Réal Boisvert – Opinion – Février 2021
La technologie n’a pas attendu l’arrivée de la COVID pour mettre à la disposition des internautes différentes applications leur permettant de se rencontrer de manière virtuelle. Sauf que la pandémie a joliment accéléré les choses. Et, comme de fait, le recours de plus en plus répandu aux plateformes de mises en contact à distance a un effet majeur dans nos vies, à savoir une certaine dématérialisation du monde, et cela n’a pas que des avantages.
Prenons le cas des rencontres de travail virtuelles. Elles ont, à l’instar du télétravail, le don de brouiller les frontières entre la vie personnelle et le boulot. En caricaturant à peine, à l’ère du confinement généralisé, une rencontre de travail virtuelle ne peut pas se dérouler dans des conditions idéales quand tout le monde est retenu à la maison. Il n’est pas rare qu’elle se tienne alors au milieu d’un brouhaha général où on entend un chien japper ou un livreur de colis sonner à la porte. Que dire des participants qui n’arrivent pas à se brancher, qui oublient de fermer leur micro et dont on n’aperçoit à l’écran que le bout du nez. C’est un euphémisme de dire que tout cela est plutôt distrayant. Dans la foulée, on ne peut pas ne pas évoquer la généralisation des cours en ligne dont on entend dire de plus en plus que ce serait une véritable catastrophe.
Il n’y a donc pas que le télétravail comme tel qui, comme le réclame Québec solidaire, doit être encadré.
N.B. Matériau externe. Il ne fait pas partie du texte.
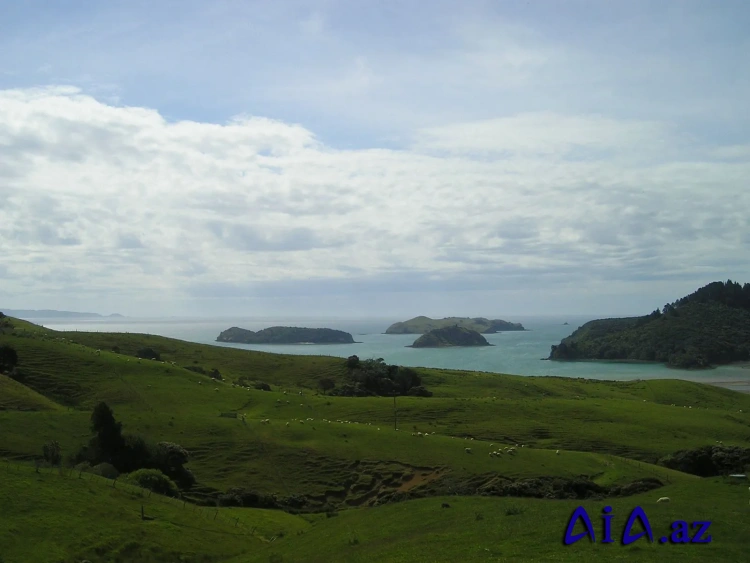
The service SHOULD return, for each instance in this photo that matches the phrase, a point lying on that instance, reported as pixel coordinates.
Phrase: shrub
(106, 470)
(326, 384)
(52, 453)
(153, 480)
(8, 358)
(352, 362)
(148, 354)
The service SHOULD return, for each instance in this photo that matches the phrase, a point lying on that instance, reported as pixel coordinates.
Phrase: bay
(518, 353)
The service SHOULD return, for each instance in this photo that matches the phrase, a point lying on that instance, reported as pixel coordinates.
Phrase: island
(421, 325)
(285, 335)
(708, 327)
(54, 314)
(450, 336)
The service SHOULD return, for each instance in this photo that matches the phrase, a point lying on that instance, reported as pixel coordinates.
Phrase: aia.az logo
(680, 532)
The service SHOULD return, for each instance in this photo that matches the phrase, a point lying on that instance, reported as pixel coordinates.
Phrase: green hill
(286, 335)
(708, 327)
(421, 325)
(366, 490)
(450, 336)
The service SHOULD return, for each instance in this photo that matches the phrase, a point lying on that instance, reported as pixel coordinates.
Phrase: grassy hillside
(343, 452)
(40, 510)
(507, 529)
(48, 517)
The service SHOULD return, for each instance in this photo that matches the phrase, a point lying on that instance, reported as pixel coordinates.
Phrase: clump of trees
(709, 461)
(52, 453)
(709, 326)
(154, 480)
(375, 377)
(148, 354)
(213, 374)
(128, 452)
(8, 358)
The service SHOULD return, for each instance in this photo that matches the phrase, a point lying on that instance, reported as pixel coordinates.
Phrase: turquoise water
(518, 353)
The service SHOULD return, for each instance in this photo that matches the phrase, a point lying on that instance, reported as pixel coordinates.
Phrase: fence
(147, 497)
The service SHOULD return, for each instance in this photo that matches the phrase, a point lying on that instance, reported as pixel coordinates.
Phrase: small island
(708, 327)
(422, 325)
(450, 336)
(286, 335)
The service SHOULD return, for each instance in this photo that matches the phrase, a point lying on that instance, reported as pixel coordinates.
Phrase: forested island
(708, 327)
(421, 325)
(286, 335)
(450, 336)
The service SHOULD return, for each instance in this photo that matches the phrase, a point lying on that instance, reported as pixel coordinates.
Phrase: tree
(148, 354)
(108, 442)
(326, 384)
(352, 362)
(8, 358)
(52, 453)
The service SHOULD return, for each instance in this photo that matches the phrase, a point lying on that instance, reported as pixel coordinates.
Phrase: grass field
(346, 454)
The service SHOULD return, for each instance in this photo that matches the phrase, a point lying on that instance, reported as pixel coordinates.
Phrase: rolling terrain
(353, 487)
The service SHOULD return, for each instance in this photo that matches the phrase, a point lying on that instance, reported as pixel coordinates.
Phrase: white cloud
(105, 199)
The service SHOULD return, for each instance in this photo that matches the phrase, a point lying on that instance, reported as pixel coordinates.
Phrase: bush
(8, 358)
(153, 480)
(148, 354)
(106, 470)
(352, 362)
(52, 453)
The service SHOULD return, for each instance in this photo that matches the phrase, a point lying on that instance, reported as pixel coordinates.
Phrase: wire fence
(148, 499)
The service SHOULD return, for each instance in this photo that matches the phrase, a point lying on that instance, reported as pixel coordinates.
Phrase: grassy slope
(39, 511)
(167, 403)
(420, 531)
(16, 396)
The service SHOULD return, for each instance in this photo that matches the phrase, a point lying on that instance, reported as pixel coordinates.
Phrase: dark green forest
(708, 327)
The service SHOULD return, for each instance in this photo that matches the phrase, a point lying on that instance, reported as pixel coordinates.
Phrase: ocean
(518, 353)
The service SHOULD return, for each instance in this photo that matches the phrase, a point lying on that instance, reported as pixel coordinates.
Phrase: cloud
(109, 198)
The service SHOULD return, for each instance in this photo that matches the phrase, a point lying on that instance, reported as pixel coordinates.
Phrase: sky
(358, 158)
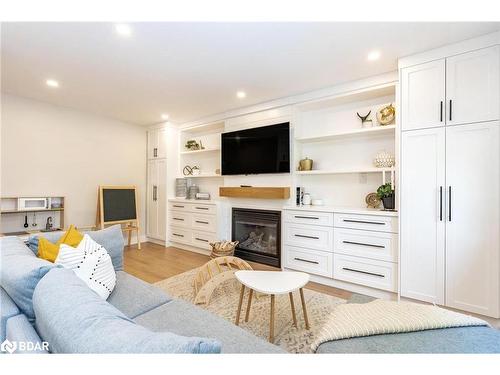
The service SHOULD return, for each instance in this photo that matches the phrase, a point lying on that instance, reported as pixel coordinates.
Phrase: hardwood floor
(155, 262)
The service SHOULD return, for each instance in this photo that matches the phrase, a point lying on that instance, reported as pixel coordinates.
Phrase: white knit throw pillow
(91, 263)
L’évitement des surcharges cognitives liées à la superposition des usages informatiques dans la durée et dans l’espace de même que le droit à la déconnexion doivent enfin faire partie des politique publiques.
Venons-en maintenant à la forme. Le contact à distance, pandémie oblige encore une fois, a du bon, assurément. Et il en sera encore ainsi pour longtemps. Il en a été de même pour l’invention de l’imprimerie et de la poudre à canon. Donc, pas question de revenir à l’époque de la lampe à l’huile, bien sûr.
Mais sans autre forme de procès, comment ne pas questionner cet artifice qui consiste à nous réduire à autant de petits carrés individuels sur un écran plat. Qui n’a pas ressenti devant son ordinateur le sentiment d’être parfois assis dans le vide, plongé en apesanteur sans pouvoir recourir aux codes habituels pour exprimer un doute, une crainte, une objection ou pour, tout simplement, avertir l’autre d’une intention quelconque. Les repères coutumiers sont fichus. Au regard de la psychologie de la perception, qu’advient-il à long terme du fait de se voir tassé dans un coin, de se retrouver au cœur d’une mosaïque où ceux qui sont à côté de nous sont en même temps devant ? Oui, devant et à côté à la fois. Tout ça n’est pas facile à assimiler quand on est habitué à travailler autour d’une table dans une salle aménagée pour une rencontre de groupe. Méchant changement de paradigme ! Pour en mesurer l’ampleur, on pourrait comparer cela au passage de la physique traditionnelle à la physique quantique. Dans ce dernier cas, rappelons-le, une même particule peut se retrouver à deux endroits à la fois, ce qui peut être embêtant pour le commun des mortels. Mais surtout, ce changement de paradigme est plutôt déstabilisant pour la capacité de concentration, l’attention visuelle, l’aptitude corporelle à exprimer une pensée réfléchie et à garder le fil de ses idées.
On ne saurait être contre ZOOM et autres avatars technologiques. Mais au risque de devenir un peu « zoombie », on doit néanmoins exercer sur eux une vigilance accrue. En plus de ce qui vient d’être dit, on ne mesure peut-être pas assez encore aujourd’hui toutes les conséquences du développement des logiciels intégrés aux différentes applications de visio-conférence, comme le décryptage des expressions, l’analyse des émotions, la mesure du temps de participation, la surveillance des espaces privés, etc. Voilà autant de dispositifs activés parfois à l’insu même des utilisateurs et qui produisent des données qui pourraient être utilisées contre eux. En matière de rencontres virtuelles comme en ce qui concerne les redevances et la justice fiscale, il incombe à la collectivité entière, aux particuliers, à la communauté universitaire, à la société civile, aux différents ordres de gouvernement d’avoir les gros employeurs et les grandes firmes technologiques à l’œil et de les mettre au pas.